Legal documents link Faraday Future to Chinese media conglomerate

Southern Nevada landfill

Steve Marcus

An operator drivers a compacter over garbage at the Apex landfill northeast of Las Vegas Monday, November 23, 2009.

Startup electric car maker Faraday Future has declined to identify its CEO or sources of funding, even as it bargains for a factory site in North Las Vegas and tax incentives from the state of Nevada. But legal documents filed with the state of California suggest that the company’s CEO is a high-level employee of a Chinese media and technology conglomerate helmed by an entrepreneur that Business Insider dubbed the “Chinese Elon Musk.”

Articles of incorporation and a statement of information — legal documents required to set up a company — filed with the California Secretary of State in August name Chaoying Deng as the chief executive officer of FF Inc. The company is based in Gardena, Calif. and is reported to have more than 300 employees.

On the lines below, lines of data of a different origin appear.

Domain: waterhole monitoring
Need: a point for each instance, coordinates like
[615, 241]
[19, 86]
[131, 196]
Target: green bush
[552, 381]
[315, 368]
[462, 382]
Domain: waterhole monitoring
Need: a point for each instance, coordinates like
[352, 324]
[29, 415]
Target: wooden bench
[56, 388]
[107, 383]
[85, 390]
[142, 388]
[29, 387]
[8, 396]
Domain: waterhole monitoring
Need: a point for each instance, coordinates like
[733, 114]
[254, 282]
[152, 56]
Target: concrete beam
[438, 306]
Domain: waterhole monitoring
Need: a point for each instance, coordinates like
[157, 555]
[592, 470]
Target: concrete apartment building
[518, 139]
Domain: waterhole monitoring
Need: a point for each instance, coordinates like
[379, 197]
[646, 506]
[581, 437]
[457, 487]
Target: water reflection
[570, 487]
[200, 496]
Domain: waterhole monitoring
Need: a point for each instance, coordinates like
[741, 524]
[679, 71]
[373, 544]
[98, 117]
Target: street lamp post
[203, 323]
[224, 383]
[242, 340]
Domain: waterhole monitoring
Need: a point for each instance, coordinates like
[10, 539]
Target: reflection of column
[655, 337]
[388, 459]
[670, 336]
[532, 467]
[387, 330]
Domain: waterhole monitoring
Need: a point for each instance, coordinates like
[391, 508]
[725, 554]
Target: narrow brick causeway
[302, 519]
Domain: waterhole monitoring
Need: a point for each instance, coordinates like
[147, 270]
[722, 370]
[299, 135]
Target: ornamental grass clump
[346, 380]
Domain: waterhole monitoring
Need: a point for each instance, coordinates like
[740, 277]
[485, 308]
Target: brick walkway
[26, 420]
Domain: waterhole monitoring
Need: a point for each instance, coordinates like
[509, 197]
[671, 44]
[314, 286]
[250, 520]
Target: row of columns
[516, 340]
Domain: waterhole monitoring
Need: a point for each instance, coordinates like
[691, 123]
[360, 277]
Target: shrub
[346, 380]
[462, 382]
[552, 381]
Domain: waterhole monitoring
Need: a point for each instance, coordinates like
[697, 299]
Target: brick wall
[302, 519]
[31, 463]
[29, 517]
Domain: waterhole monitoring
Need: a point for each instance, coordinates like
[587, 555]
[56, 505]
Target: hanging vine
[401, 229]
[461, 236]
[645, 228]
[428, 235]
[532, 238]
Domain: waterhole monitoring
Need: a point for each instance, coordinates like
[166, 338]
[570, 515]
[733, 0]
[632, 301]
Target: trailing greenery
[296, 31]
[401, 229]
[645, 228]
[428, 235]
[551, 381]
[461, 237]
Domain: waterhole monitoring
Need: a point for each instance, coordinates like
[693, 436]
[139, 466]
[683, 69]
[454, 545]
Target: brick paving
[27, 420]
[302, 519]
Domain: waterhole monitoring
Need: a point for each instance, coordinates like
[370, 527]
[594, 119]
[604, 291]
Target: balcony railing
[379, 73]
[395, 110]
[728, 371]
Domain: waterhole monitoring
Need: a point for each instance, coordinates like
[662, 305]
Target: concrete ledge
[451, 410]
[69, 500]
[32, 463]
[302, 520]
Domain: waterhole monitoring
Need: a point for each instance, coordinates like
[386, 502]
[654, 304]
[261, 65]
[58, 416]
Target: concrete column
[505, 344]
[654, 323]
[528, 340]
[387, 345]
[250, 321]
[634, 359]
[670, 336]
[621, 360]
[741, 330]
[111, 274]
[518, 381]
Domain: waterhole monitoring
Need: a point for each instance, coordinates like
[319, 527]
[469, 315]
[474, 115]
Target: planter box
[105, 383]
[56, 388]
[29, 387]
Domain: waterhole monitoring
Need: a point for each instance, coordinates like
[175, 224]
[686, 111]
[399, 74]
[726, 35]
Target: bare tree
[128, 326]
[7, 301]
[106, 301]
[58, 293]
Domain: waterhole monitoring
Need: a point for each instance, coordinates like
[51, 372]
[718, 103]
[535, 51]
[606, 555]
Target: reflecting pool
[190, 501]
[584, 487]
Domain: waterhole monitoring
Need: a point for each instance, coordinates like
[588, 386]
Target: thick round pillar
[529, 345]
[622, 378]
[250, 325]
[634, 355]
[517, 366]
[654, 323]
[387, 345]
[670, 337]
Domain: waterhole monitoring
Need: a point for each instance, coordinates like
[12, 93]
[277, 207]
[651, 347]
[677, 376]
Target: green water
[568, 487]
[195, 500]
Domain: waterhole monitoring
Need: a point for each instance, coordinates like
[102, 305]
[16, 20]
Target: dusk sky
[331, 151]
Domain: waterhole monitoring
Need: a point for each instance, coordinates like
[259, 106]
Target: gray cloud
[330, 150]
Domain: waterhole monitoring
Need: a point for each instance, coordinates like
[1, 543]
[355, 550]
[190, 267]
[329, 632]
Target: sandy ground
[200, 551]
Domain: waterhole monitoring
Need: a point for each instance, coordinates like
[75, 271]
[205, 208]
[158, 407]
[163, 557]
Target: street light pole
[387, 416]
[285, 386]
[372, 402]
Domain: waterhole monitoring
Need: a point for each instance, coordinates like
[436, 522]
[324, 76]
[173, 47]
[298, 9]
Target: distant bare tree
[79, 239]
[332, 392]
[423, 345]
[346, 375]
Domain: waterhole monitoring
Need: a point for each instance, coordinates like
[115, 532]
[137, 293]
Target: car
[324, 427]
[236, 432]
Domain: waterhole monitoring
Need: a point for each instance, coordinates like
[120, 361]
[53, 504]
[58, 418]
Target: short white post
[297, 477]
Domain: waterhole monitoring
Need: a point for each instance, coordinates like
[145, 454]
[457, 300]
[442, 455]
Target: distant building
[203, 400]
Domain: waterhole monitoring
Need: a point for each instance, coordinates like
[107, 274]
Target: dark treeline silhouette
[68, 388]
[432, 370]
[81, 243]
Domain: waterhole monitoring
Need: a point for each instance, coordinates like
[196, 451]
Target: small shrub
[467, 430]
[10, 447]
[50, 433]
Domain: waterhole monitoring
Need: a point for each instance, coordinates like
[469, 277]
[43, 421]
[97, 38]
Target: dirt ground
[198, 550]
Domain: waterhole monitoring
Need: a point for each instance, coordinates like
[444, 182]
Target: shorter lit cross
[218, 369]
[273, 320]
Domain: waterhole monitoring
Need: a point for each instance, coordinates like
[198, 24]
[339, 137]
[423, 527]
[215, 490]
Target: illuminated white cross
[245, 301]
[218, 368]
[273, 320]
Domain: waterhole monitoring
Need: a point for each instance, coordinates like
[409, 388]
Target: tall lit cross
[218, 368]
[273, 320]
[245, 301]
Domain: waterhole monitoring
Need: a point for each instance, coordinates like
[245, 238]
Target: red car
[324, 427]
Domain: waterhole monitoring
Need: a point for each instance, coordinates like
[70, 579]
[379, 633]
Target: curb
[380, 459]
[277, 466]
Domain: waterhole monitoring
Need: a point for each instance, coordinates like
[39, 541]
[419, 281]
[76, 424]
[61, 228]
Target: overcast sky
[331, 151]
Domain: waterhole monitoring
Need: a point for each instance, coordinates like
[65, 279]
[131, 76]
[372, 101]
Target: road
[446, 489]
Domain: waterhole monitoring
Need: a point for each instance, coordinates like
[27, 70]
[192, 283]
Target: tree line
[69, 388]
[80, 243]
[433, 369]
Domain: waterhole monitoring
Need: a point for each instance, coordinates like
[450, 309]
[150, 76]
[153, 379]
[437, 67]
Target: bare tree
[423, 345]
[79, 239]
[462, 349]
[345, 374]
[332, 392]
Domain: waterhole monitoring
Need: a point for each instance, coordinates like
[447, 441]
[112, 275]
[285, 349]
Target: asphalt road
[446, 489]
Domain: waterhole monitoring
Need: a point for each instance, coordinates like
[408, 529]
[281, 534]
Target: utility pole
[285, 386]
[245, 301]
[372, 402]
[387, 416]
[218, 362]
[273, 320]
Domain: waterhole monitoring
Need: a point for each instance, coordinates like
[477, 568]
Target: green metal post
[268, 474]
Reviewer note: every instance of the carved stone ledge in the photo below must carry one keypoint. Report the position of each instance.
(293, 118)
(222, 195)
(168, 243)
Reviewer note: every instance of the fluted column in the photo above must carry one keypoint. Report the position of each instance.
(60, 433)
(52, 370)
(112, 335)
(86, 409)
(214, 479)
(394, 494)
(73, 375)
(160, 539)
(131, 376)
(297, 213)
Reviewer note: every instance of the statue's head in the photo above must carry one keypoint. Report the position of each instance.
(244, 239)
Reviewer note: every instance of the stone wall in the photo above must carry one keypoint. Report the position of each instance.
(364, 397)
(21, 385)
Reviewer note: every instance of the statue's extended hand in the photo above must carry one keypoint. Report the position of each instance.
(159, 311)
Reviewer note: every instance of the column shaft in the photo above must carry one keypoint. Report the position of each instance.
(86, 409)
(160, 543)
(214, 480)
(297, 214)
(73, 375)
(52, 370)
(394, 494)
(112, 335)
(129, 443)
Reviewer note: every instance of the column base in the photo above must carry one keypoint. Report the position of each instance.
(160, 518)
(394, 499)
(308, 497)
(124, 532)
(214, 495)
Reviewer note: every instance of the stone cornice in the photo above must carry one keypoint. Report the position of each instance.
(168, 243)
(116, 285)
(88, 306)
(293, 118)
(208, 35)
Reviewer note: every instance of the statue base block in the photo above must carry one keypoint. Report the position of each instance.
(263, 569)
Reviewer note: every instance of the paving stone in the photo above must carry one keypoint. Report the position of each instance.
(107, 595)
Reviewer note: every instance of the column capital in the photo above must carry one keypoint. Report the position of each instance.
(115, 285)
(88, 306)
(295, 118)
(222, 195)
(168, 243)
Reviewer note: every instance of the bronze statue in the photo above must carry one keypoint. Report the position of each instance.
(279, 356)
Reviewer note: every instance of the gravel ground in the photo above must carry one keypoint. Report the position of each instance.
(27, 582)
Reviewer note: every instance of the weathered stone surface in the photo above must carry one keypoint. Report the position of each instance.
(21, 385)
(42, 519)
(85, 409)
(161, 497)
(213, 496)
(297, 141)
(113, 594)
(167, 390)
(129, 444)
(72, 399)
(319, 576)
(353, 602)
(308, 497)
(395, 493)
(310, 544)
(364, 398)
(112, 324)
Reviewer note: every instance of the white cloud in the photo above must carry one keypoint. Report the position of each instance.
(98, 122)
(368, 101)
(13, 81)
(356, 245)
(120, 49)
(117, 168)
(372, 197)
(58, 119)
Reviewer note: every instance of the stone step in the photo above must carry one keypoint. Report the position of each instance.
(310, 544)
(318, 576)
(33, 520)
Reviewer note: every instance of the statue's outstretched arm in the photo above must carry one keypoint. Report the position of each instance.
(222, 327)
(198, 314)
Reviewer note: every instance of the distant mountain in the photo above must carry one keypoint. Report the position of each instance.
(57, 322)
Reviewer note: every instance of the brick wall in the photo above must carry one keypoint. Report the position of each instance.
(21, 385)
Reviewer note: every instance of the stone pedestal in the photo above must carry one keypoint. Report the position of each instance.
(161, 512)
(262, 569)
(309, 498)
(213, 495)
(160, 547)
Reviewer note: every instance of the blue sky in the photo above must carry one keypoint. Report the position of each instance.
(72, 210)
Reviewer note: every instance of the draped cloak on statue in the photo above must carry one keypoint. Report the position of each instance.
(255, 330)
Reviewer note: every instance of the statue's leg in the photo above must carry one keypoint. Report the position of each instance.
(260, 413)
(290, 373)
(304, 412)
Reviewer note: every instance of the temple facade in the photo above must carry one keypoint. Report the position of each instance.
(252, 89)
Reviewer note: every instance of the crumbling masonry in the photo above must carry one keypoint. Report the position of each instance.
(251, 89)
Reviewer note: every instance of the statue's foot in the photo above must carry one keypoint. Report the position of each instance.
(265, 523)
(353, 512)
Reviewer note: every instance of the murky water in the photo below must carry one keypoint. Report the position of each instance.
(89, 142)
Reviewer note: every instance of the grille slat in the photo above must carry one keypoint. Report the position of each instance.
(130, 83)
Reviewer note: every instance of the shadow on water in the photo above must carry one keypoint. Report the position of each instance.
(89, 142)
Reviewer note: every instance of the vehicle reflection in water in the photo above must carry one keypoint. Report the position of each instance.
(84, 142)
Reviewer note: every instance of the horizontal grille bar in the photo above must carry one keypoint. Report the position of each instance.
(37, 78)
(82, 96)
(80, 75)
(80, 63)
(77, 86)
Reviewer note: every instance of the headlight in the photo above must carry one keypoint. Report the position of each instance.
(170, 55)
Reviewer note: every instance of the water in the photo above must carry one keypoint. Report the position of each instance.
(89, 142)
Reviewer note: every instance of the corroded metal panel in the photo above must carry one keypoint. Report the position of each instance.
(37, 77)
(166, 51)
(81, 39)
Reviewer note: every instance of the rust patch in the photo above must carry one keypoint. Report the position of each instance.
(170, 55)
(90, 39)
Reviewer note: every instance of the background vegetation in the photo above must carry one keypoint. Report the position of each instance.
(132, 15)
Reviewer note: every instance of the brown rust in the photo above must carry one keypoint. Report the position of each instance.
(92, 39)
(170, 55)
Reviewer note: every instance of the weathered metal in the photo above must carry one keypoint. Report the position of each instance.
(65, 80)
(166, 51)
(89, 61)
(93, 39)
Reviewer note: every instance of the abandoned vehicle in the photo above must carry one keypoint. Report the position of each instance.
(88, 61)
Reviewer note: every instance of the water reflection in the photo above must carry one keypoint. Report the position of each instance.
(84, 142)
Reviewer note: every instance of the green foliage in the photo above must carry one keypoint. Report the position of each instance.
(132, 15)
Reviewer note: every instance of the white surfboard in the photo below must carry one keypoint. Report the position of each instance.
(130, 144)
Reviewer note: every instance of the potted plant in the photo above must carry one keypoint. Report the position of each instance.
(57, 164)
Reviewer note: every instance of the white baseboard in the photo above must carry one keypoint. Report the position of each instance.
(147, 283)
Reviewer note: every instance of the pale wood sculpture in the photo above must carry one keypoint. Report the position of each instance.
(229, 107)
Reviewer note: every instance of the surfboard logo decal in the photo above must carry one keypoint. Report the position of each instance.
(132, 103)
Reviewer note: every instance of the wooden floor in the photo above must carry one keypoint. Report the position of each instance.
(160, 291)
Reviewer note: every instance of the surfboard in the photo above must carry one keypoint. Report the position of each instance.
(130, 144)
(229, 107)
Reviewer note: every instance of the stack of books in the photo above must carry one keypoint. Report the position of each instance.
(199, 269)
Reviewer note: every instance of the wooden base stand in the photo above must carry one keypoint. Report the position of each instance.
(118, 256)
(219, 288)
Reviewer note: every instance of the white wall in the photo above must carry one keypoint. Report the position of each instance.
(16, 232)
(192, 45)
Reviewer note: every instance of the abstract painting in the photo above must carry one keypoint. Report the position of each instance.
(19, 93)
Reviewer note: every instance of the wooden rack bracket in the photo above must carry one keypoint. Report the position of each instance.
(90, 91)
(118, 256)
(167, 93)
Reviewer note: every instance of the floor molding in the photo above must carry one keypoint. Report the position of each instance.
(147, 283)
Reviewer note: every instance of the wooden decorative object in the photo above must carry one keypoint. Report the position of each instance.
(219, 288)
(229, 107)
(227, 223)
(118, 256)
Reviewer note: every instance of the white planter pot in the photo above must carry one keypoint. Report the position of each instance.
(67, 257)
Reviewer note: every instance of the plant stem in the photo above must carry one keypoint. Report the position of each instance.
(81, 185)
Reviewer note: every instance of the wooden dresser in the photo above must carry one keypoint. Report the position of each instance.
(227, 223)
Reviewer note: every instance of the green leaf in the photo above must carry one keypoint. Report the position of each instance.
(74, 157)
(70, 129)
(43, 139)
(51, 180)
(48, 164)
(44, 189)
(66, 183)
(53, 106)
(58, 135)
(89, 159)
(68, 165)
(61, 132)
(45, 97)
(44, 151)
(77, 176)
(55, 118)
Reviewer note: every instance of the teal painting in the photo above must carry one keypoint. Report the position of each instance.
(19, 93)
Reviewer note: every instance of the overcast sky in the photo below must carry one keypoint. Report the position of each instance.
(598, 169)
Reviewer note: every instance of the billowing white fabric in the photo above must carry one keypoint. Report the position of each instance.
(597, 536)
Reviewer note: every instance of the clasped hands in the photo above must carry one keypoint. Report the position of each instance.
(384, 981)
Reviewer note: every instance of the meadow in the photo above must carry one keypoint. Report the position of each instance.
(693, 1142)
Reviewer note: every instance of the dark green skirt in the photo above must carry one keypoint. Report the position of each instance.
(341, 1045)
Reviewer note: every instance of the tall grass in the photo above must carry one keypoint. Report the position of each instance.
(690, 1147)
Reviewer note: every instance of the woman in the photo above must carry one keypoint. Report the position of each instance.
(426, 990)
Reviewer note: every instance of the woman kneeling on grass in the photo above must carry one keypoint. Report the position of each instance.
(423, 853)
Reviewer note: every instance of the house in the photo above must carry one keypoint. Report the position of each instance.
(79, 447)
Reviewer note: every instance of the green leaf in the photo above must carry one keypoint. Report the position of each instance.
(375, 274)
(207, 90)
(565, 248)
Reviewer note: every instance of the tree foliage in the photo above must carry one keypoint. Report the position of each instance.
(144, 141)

Deng is a corporate director at LeVision Pictures, one of the largest film production and distribution companies in China, according to her LinkedIn profile. The organization is a division of Beijing-based Leshi Internet & Technology, known as LeTV. In December, LeTV’s CEO Jia Yueting announced plans to build an electric car and established Leshi Super Electric Car Company. The relationship between that company and FF is unclear.

On Friday, Marcus Nelson, who has previously acted as a spokesperson for FF, said that he was no longer serving in that capacity and directed questions to another spokesperson who did not respond to requests for comment. North Las Vegas city officials declined to comment.

FF’s statement of information lists Deng as the company’s secretary and Jiawei Wang as its chief financial officer. The legal documents required to set up a corporation were filed and signed by Alexander Wu. The filings do not name Jia, and his role, if any, at FF remains unclear.

Tesla officials told the Wall Street Journal in August that they believed that LeTV was providing funding for FF, though a LeTV spokesperson called that “speculation.” FF declined the paper’s request for comment on its affiliation with LeTV.

North Las Vegas is one of four cities across the United States vying to house the FF factory. The company has been in talks with the Governor’s Office of Economic Development over tax incentives similar to those offered to Tesla in 2014 and with North Las Vegas about the use of the city’s mostly empty 18,000-acre Apex Industrial Park. A report commissioned by the city of North Las Vegas estimated that FF could bring 4,000 jobs to the region.

FF has said that it plans to announce the factory’s location by the end of the quarter.